Our chronic expectations of success in every walk of life can land us in chronic depression at times. However, a recent study shows that people can be happy without getting what they want. Who says we'll be miserable if we don't get what we want? According to Harvard psychologist Dan Gilbert, our "psychological immune system" lets us feel real, enduring happiness even when things don't go as planned. This kind of happiness -- "synthetic happiness," Gilbert calls it -- is every bit as real and enduring as the kind of happiness you stumble upon when you get exactly what you were aiming for. The game of life is to accept failures or imperfections of life without feeling guilty or let down.
Accepting the imperfect self is imagining a happiness not to be chased after but to be found within. It also means you are not tying your happiness to what you have but to what each you are. Worldly possessions so often hinder our pursuit of true happiness. Material wealth matters less when we think of how short life is and how we cannot take any of our worldly goods to the world hereafter. They might have mattered if like the Egyptian Pharaohs we had believed that we will need them in the next world and had to carry them to our grave. But we do not have to do that and so we can take pride in sacrificing and letting go of our desires of material wealth. Where our material wealth is concerned the world will be imperfect, we will not have everything we desire.

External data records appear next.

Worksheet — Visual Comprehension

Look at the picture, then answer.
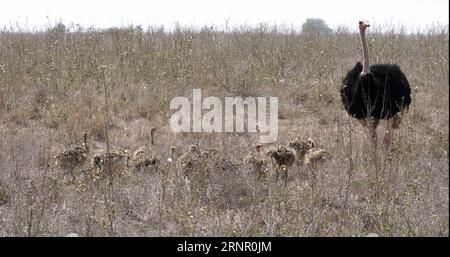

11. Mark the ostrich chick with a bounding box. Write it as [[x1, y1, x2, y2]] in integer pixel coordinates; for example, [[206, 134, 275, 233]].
[[303, 148, 330, 192], [131, 148, 159, 173], [54, 132, 89, 182], [201, 148, 219, 159], [244, 143, 269, 181], [180, 144, 202, 179], [179, 144, 214, 198], [304, 148, 330, 167], [266, 145, 296, 187], [91, 148, 130, 180], [288, 137, 315, 163]]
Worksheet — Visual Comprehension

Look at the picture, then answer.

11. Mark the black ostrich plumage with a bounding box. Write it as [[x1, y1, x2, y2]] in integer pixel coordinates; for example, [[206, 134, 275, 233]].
[[340, 62, 411, 120]]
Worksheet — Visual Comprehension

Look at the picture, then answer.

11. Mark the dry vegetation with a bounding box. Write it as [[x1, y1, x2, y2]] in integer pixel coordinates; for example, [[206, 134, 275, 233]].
[[0, 23, 448, 236]]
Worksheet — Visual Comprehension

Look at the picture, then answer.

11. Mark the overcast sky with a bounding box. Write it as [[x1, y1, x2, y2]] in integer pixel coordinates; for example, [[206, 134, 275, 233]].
[[1, 0, 448, 32]]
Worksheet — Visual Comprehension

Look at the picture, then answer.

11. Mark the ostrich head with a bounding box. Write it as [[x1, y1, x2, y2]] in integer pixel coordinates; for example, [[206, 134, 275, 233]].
[[83, 132, 88, 145], [133, 149, 145, 158], [150, 127, 157, 145], [255, 143, 264, 152], [265, 148, 275, 158], [208, 148, 218, 156], [170, 146, 176, 157], [82, 132, 89, 151], [201, 148, 218, 159], [189, 144, 200, 154], [317, 149, 331, 159], [92, 155, 102, 168], [306, 138, 315, 148], [359, 20, 370, 31]]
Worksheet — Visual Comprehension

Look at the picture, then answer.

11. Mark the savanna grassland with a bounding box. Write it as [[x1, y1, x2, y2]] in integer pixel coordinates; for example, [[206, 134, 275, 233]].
[[0, 23, 448, 236]]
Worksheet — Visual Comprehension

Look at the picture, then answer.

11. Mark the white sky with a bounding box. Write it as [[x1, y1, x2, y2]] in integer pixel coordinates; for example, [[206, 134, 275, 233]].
[[0, 0, 448, 32]]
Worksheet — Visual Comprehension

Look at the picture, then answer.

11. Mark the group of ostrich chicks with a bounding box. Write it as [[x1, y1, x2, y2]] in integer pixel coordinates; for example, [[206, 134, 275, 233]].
[[53, 129, 330, 189], [53, 130, 159, 183], [245, 138, 330, 187]]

Expressing gratitude for all we have will help us to accept life with its various short comings. We cannot have set ideas about perfection in our fellow beings or life itself. Life will come with all its ups and downs and we will be more at peace if we learn to accept life as it is; its lights and shadows.
As human beings we are imperfect but that should not be our excuse to do the imperfect things. We, for our part must try to be perfect in thoughts and actions and when imperfections set in we must accept those gracefully, without humiliation or pain. Perfect or imperfect, the concern should be not to hurt others or be hurt by others as we sail on in the oceans of life.